The Arrivals and Their Contributions
Sang Nila Utama was a Srivijayan prince from Palembang, who arrived on our white sandy shores while on a hunt in 1299. His vision of a lion – which he took as a good omen – inspired him to establish the city of Singapura, the Lion City, which he and his descendants turned into a flourishing port.
A gifted linguist and scholar who spoke Arabic, Tamil, Hindi and Malay, Munshi Abdullah arrived in 1819 as Raffles’ secretary and interpreter, and taught him many aspects of Malay language. His autobiography made him the first published local Malay writer, and earned him the title “the father of modern Malay literature”.

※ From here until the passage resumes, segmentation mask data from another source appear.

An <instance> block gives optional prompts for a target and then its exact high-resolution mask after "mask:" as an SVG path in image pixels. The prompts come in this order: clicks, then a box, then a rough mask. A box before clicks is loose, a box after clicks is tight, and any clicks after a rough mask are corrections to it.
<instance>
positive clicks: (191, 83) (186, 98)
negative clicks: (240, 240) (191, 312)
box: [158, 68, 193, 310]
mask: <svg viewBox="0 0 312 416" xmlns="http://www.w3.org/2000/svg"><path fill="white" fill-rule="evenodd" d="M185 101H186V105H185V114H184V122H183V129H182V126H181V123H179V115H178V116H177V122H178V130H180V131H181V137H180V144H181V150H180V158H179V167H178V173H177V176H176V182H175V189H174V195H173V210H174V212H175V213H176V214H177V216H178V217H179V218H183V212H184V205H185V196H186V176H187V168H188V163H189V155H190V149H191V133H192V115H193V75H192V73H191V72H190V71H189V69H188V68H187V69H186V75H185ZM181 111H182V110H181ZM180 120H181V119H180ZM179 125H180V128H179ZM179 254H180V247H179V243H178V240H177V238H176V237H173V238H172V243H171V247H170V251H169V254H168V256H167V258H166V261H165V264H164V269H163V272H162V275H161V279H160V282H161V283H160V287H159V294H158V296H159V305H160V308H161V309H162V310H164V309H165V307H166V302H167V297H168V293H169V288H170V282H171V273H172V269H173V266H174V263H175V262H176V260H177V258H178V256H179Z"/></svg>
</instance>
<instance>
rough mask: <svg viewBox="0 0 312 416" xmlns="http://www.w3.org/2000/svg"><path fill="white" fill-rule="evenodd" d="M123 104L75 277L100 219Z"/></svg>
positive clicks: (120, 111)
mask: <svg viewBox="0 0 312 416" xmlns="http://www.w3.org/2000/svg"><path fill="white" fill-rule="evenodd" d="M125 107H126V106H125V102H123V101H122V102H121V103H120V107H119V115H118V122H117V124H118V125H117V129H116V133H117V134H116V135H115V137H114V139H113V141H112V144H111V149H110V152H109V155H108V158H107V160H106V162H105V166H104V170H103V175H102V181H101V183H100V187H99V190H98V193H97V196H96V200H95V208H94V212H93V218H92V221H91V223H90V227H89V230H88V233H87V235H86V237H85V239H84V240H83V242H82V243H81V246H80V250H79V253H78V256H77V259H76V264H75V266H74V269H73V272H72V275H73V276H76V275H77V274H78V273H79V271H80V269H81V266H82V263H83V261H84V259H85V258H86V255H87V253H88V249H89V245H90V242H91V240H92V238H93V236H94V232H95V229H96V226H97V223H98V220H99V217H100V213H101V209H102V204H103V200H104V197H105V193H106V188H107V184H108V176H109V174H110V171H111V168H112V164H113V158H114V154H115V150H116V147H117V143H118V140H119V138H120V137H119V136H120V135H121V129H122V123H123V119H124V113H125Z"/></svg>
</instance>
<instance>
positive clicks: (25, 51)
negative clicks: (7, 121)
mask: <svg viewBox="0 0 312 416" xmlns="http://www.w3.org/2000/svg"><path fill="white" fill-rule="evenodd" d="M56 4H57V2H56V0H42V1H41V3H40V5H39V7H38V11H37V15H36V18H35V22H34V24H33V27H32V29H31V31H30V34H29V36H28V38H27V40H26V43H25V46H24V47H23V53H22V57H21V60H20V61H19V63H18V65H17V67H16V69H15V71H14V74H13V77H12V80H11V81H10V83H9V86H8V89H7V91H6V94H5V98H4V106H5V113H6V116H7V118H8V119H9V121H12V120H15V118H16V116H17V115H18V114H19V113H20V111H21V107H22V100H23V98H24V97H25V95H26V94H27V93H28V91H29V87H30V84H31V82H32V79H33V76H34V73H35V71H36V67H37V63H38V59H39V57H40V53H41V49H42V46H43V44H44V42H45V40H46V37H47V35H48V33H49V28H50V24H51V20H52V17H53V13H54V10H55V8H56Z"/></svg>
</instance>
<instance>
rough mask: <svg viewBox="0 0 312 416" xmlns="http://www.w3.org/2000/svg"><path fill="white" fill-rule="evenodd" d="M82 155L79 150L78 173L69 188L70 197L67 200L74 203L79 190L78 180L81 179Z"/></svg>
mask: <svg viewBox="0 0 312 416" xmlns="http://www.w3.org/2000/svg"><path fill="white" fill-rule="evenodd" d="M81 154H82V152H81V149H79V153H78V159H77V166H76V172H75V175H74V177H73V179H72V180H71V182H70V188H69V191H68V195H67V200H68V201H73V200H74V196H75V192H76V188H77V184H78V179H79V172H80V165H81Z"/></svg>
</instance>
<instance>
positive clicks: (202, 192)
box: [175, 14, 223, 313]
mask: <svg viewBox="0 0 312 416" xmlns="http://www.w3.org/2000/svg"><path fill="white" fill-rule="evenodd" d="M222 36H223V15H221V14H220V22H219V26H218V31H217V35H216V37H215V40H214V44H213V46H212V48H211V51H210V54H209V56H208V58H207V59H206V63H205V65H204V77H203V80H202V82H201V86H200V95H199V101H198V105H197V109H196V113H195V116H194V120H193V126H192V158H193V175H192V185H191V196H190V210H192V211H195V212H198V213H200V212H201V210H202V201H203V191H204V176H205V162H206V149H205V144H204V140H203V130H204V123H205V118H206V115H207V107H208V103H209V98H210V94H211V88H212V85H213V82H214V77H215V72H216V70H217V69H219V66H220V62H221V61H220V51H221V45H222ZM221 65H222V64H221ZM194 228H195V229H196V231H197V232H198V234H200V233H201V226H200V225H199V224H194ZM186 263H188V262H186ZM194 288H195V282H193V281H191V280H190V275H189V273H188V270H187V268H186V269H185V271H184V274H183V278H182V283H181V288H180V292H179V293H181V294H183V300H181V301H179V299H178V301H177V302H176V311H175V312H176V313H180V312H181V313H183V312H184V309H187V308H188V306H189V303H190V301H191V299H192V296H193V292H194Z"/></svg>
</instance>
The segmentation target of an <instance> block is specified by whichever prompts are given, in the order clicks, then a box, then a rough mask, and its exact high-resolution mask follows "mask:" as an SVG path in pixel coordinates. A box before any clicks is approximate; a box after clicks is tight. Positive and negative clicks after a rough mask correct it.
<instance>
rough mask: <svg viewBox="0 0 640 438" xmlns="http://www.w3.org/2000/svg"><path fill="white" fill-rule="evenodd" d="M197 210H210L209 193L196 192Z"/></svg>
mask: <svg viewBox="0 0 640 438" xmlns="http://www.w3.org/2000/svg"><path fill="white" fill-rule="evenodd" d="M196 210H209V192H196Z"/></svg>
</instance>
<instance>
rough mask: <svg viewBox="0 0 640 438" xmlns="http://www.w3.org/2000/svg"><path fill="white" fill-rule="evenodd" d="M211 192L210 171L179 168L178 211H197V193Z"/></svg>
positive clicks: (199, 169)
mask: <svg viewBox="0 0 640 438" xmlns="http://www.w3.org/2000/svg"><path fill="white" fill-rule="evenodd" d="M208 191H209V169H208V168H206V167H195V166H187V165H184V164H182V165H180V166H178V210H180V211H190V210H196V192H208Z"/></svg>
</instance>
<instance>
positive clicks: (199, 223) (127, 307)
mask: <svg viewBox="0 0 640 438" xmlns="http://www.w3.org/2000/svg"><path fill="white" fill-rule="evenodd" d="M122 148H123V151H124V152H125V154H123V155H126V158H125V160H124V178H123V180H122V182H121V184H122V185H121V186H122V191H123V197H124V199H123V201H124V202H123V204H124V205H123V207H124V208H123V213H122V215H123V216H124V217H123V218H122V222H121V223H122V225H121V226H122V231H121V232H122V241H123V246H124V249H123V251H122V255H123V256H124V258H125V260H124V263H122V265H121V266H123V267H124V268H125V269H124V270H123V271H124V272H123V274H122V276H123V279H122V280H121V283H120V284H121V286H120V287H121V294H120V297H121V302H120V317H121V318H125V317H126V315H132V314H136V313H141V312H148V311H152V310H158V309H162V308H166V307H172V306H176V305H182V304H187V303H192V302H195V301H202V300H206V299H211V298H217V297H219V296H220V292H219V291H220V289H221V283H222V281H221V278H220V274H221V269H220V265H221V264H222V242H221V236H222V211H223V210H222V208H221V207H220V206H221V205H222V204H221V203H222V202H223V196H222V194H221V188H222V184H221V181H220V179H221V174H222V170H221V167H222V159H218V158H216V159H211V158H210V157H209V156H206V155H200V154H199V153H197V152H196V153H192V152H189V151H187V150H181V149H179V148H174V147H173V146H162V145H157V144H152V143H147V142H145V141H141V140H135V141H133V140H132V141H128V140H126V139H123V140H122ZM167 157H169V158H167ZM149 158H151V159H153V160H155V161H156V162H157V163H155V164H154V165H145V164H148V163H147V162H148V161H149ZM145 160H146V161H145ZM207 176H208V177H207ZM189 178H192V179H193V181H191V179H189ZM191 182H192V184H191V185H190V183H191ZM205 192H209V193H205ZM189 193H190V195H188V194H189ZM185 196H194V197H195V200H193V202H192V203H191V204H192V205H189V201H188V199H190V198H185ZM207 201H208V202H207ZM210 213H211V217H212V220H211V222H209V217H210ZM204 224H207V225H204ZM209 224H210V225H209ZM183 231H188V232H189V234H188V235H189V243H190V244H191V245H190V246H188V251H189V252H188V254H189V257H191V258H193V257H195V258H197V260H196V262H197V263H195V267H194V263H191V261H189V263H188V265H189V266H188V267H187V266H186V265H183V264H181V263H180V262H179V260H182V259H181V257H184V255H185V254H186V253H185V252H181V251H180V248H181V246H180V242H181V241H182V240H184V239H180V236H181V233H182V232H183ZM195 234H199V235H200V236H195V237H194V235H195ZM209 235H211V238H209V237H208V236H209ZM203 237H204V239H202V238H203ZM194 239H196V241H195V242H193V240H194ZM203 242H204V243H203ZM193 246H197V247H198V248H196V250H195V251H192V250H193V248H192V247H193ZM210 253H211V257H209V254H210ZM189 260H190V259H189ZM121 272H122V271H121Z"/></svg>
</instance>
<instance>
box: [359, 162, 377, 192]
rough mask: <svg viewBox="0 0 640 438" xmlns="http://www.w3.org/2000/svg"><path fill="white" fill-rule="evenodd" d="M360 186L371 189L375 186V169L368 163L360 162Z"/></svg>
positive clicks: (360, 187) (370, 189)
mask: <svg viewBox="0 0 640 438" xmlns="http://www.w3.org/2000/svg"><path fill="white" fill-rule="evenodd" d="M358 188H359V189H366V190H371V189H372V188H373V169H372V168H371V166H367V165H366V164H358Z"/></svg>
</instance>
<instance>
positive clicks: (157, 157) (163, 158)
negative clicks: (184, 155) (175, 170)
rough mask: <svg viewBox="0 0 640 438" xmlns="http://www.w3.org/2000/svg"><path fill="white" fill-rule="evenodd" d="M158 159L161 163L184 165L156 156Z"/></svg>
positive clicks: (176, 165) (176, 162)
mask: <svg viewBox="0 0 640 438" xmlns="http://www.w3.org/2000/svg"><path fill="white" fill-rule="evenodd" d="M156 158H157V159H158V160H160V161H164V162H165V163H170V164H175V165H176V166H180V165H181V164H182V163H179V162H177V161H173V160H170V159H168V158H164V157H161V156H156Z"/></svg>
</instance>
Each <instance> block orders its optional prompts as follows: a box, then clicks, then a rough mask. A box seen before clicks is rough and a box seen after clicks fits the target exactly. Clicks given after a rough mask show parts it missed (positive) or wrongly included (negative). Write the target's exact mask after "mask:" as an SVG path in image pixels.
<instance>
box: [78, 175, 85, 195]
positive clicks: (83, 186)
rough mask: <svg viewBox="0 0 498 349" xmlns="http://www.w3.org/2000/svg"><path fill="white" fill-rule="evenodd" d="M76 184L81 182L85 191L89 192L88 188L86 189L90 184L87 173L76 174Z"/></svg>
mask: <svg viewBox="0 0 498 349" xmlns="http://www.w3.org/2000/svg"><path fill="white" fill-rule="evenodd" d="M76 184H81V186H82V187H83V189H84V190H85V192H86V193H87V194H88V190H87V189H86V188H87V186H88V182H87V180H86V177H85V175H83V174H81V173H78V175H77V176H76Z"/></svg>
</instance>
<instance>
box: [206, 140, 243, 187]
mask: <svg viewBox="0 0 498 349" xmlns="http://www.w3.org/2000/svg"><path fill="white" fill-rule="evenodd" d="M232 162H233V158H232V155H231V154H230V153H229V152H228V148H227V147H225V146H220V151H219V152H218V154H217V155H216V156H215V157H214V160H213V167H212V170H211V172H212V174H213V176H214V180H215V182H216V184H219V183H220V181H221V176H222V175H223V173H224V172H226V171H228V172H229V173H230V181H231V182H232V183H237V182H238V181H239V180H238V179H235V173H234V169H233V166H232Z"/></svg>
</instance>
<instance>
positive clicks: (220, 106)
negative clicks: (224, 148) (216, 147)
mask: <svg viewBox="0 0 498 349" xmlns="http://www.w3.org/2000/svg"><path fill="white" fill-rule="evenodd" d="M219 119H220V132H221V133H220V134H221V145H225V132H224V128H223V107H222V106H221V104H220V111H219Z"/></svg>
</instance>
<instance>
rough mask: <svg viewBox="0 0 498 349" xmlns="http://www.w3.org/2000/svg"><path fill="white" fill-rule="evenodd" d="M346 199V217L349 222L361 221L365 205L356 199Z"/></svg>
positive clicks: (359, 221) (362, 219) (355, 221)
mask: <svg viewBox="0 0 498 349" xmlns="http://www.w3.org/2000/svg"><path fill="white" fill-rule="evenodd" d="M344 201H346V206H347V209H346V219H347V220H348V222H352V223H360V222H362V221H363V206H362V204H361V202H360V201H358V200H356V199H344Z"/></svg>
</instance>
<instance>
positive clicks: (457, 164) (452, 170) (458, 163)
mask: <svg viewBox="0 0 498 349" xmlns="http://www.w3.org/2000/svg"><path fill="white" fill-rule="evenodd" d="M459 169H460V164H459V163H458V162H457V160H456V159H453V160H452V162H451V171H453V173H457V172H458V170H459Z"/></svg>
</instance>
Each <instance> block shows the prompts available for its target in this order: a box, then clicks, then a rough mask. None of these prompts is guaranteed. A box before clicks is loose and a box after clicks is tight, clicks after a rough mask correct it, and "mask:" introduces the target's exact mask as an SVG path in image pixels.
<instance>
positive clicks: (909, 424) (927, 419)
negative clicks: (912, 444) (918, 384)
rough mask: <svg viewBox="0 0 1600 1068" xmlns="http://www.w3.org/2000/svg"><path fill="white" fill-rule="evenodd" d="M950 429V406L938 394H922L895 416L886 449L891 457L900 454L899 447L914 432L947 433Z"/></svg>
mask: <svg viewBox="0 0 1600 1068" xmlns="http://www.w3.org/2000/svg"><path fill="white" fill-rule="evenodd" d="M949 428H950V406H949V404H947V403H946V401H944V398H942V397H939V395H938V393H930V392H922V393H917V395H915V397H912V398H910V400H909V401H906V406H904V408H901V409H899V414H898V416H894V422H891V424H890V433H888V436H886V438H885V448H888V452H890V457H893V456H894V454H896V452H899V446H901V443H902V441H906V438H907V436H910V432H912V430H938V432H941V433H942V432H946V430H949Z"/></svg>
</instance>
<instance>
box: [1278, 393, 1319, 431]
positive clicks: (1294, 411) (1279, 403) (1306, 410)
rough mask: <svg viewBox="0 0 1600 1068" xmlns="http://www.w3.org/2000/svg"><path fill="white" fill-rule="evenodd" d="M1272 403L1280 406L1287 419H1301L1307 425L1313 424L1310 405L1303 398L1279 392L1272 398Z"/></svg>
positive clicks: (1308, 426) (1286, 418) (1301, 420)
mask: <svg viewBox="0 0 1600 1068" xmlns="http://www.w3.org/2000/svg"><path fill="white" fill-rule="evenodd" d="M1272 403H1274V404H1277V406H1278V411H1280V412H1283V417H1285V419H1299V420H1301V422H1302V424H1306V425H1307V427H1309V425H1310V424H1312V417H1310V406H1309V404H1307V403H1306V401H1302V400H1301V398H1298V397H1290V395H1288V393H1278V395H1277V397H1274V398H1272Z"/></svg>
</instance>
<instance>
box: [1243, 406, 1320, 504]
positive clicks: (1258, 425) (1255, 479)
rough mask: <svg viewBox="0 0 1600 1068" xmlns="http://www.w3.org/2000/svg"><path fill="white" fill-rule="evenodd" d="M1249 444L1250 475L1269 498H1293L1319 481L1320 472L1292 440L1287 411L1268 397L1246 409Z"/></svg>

Naraina Pillai arrived in Singapore in 1819. He started out as chief clerk at the treasury, but with Singapore fast developing, he established Singapore’s first brick company, and became the first Indian contractor in Singapore. He was a leader in the Indian community, and his legacy includes helping to build the Sri Mariamman Temple at South Bridge Road.
In 1819, Thomas Stamford Raffles signed a treaty with local chiefs that enabled the British to set up a trading post on the island. In his aim to remodel Singapore, he conceived a town plan to build roads, schools and government buildings. Raffles also formulated policies and regulations to establish Singapore as a thriving free port to compete with other neighbouring ports under the control of the Dutch.
Hailing from humble beginnings, Tan Tock Seng arrived from Melaka in 1819, and started out selling fruits and vegetables. His grit and enterprising spirit saw him become a successful and wealthy businessman – but one who always gave back. He contributed generously to the community, most notably helping to build Tan Tock Seng Hospital, and also founded Thian Hock Keng Temple. He was the first Asian to be made Justice of the Peace, and helped to settle disputes among the early Chinese settlers.